A organização Portas Abertas compartilhou um relatório onde revela que a Coreia do Norte perseguiu, deportou e matou famílias cristãs inteiras em sua guerra para tentar eliminar o Cristianismo no país comunista. Nos últimos sessenta anos, a dinastia Kim tem perseguido ferozmente os seguidores de Jesus Cristo.

O relatório revela que desde o início da dinastia, com Kim Il-Sung, que foi sucedida pelo filho Kim Jong-Il, o atual ditador Kim Jong-Un tem sido o pior carrasco para os cristãos.
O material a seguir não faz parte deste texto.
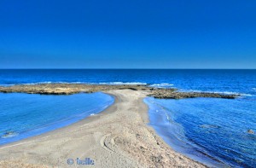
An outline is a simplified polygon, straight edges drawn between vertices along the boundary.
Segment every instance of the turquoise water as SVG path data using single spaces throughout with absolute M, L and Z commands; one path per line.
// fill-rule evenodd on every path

Os dados fazem parte de entrevistas, cartas secretas, pesquisas e relatos do livro Escaping From North Korea, com pelo menos 300.000 cristãos do país

Depoimentos de assédio e perseguição, assassinato de pessoas que seguem o Cristiansimo ou que estão de alguma forma ligadas aos seguidores de Cristo são apresentados no documento. No relatório há também relatos de assassinatos até mesmo fora do país comunista, na vizinha Coreia do Norte.

Um sul-coreano foi morto envenenado quando esperava um táxi. Sem perceber um homem que se aproximava por trás, o cristão teve uma injeção letal aplicada em seu pescoço. A morte foi encomendada por conta do envolvimento do sul-coreano na construção de uma ferrovia subterrânea para ajudar refugiados norte-coreanos a escapar.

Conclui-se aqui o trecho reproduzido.